Porto do Rio Grande em 1908

Porto do Rio Grande em 1908

segunda-feira, 16 de dezembro de 2019

FONTES LUSO-BRASILEIRAS PARA O ESTUDO DA HISTORIOGRAFIA DO RS

Rio Grande do Sul e o Prata no final da década de 1720. Acervo: Biblioteca Nacional. 

        Vários cronistas portugueses descreveram as potencialidades do Rio Grande do Sul em oferta ao Rei de Portugal ou às autoridades administrativas portuguesas no Brasil, tendo por objetivo, a concessão de terras ou o financiamento de expedições em busca de minas e exploração de riquezas. Esses textos partem de referenciais geográficos precários e considerações parciais, porém trazem elementos para o entendimento das primeiras motivações portuguesas em território rio-grandense: Manuel Jordão da Silva (1698), Domingos de Filgueira (1703), Francisco Ribeiro (1704), Manuel Gonçalves de Aguiar (1721) e Francisco de Brito Peixoto (1725), realizarem descrições do litoral, dificuldades de navegação, dos caminhos terrestres para chegar até a Colônia do Sacramento e das possibilidades econômicas para à pecuária. 
        Ligados ao povoamento português na Barra do Rio Grande em 1737 estão uma série de relatos que buscam justificar o povoamento do território enquanto base de apoio a Sacramento num contexto de guerra com os espanhóis. Os relatos descrevem os movimentos militares e a necessidade de fortificações para garantir uma plena ocupação em nome do Rei de Portugal: Cristóvão Pereira de Abreu (1737 e 1738), Simão Pereira de Sá (1737), André Ribeiro Coutinho (1737), José da Silva Paes (1742), e outros cronistas, que relataram a necessidade de ocupação das terras e a apropriação do gado, tanto o disperso como o pertencente às estâncias missioneiras.

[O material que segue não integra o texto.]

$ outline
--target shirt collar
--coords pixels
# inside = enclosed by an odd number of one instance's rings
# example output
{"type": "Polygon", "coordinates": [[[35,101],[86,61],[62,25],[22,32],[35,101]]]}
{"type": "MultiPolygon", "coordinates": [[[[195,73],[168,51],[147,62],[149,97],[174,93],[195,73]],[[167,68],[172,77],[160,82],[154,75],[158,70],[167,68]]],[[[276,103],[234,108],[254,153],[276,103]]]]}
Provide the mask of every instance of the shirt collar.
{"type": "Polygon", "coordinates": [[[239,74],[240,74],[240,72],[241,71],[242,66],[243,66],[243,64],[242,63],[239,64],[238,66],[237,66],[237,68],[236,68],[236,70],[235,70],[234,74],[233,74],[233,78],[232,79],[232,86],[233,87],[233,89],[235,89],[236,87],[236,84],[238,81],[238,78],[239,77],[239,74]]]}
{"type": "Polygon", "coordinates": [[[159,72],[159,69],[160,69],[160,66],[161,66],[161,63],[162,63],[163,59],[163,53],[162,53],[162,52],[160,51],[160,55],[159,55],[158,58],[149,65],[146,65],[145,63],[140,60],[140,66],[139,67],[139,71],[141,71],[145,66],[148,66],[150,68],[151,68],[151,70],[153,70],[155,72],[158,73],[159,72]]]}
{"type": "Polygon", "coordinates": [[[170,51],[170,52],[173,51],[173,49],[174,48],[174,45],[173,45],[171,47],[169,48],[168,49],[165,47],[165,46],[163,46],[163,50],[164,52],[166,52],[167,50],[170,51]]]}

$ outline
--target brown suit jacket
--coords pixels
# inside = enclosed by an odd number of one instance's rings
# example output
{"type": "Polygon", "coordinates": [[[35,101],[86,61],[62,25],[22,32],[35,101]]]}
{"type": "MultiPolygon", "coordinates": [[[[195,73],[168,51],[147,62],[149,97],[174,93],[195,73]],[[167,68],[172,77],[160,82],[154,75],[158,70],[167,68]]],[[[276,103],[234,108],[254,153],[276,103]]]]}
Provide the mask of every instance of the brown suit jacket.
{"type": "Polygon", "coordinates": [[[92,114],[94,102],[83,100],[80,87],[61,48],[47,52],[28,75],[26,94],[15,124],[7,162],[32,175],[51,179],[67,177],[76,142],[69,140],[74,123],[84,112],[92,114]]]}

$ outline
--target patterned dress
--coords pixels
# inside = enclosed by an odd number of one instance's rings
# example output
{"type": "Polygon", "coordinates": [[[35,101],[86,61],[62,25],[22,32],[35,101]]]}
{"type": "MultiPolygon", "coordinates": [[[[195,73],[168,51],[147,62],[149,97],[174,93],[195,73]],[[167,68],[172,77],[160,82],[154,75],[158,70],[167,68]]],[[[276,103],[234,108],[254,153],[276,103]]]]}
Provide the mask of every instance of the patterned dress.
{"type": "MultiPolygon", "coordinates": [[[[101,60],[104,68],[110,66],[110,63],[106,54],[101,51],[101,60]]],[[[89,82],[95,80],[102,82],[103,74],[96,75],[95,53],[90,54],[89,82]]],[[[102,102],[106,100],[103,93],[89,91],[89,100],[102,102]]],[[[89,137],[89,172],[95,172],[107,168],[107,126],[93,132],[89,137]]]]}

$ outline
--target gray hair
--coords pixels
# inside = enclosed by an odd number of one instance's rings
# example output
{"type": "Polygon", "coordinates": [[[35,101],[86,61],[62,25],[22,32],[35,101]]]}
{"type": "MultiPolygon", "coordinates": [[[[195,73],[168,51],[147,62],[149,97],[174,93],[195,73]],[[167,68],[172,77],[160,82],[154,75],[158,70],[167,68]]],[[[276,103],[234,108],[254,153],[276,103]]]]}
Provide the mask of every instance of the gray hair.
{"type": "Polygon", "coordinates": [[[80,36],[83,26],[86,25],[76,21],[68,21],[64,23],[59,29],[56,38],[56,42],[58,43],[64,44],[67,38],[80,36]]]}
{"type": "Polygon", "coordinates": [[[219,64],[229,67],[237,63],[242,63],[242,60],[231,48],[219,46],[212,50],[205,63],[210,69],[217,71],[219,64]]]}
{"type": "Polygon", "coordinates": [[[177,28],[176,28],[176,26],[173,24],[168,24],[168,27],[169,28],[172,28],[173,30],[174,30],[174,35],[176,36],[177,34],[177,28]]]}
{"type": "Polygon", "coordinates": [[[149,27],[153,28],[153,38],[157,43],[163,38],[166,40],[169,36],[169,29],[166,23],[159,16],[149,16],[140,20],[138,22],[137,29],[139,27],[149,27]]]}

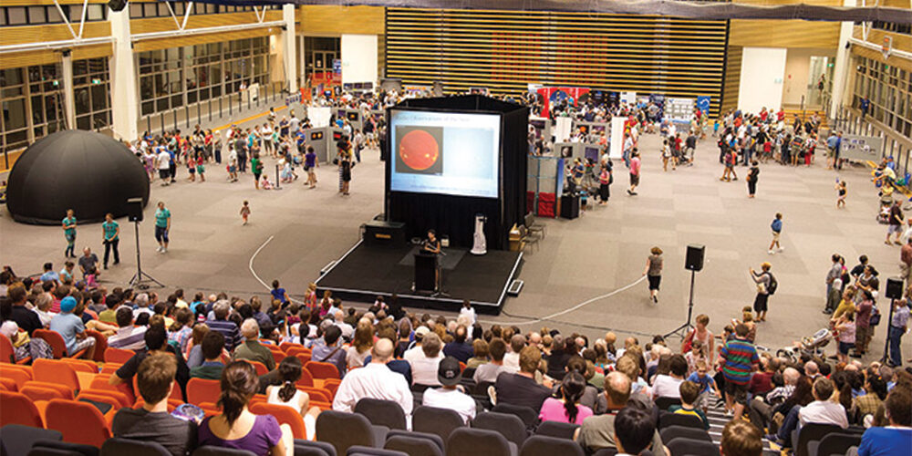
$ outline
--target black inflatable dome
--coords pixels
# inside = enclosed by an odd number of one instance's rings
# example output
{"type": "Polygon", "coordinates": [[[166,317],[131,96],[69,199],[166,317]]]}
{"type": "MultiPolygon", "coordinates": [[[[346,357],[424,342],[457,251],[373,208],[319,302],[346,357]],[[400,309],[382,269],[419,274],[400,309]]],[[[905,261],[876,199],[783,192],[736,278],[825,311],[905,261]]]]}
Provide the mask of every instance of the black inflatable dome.
{"type": "Polygon", "coordinates": [[[127,199],[149,202],[149,176],[130,149],[94,131],[68,130],[28,147],[10,171],[6,207],[23,223],[60,224],[67,210],[79,223],[127,214],[127,199]]]}

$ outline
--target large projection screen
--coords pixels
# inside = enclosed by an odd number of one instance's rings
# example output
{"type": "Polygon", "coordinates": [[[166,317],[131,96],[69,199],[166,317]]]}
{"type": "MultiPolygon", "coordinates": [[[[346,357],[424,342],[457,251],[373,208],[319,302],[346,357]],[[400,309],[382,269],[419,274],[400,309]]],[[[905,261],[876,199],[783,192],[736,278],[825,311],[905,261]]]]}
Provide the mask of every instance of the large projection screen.
{"type": "Polygon", "coordinates": [[[501,116],[392,109],[389,190],[497,198],[501,116]]]}

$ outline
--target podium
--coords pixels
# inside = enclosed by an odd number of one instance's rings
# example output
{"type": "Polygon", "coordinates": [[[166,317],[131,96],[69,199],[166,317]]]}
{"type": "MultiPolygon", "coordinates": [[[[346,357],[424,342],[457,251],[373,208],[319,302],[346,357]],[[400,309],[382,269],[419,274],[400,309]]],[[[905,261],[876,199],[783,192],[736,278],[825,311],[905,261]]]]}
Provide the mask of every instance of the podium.
{"type": "Polygon", "coordinates": [[[437,255],[420,251],[415,254],[415,291],[437,291],[437,255]]]}

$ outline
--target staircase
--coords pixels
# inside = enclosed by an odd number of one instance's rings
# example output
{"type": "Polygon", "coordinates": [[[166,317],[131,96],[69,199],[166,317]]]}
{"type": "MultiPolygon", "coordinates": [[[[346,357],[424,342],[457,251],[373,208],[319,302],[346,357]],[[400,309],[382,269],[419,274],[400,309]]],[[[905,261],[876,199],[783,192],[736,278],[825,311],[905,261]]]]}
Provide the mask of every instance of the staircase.
{"type": "MultiPolygon", "coordinates": [[[[719,445],[722,441],[722,430],[725,424],[731,420],[731,417],[725,416],[725,400],[715,396],[710,399],[710,407],[706,410],[706,418],[710,420],[710,438],[712,442],[719,445]]],[[[747,412],[745,411],[745,416],[747,412]]],[[[783,454],[779,445],[770,443],[770,440],[763,439],[763,456],[779,456],[783,454]]]]}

O Diário de José de Saldanha (1787) e a Notícia Particular do Continente do Rio Grande do Sul de Sebastião Bettamio (1780) são das descrições mais completas do século XVIII. Os militares Francisco João Roscio (1781), Domingo Moniz Barreto (1790) e Gabriel Ribeiro de Almeida (1806), descreveram de maneira genérica as primeiras povoações, as possibilidades de crescimento econômico e as ações bélicas. O último desses cronistas participou da conquista das Missões em 1801, descrevendo os acontecimentos em que esteve presente na forma de uma Memória sobre a tomada dos Sete Povos das Missões da América Espanhola
       Essas fontes abordam episódios específicos exaltando a expansão portuguesa e a necessidade de uma ocupação sistemática frente aos interesses espanhóis, e são, quase sempre, escritas por autoridades portuguesas ou militares.  A exaltação do território buscava almejar investimentos da Coroa Portuguesa para a incorporação econômica do Rio Grande do Sul. Os cronistas referidos,[1] não realizaram um trabalho de sistematização fatual que constitua uma obra de história, escreveram por motivações psicossociais imediatas, ligadas a solicitações à Coroa de investimentos para incorporação econômica e povoamento de um território em litígio.

[1] A referência completa assim como um comentário geral de cada  cronista, são desenvolvidos pelos seguintes autores:  CESAR, Guilhermino. Primeiros cronistas do Rio Grande do Sul (1605-1801): estudo de fontes primárias da história rio-grandense. 2.ed., Porto Alegre: Ed. da Universidade/ UFRGS, 1981;  RODRIGUES, José Honório. História da História do Brasil. 2.ed., São Paulo: Companhia Editora Nacional, 1979, p. 212-228;  BARRETO, Abeillard.  Bibliografia sul-rio-grandense: a contribuição portuguesa e estrangeira para o conhecimento e integração do Rio Grande do Sul. Rio de Janeiro: Conselho Federal de Cultura, v. 1, 1973; v. 2, 1976.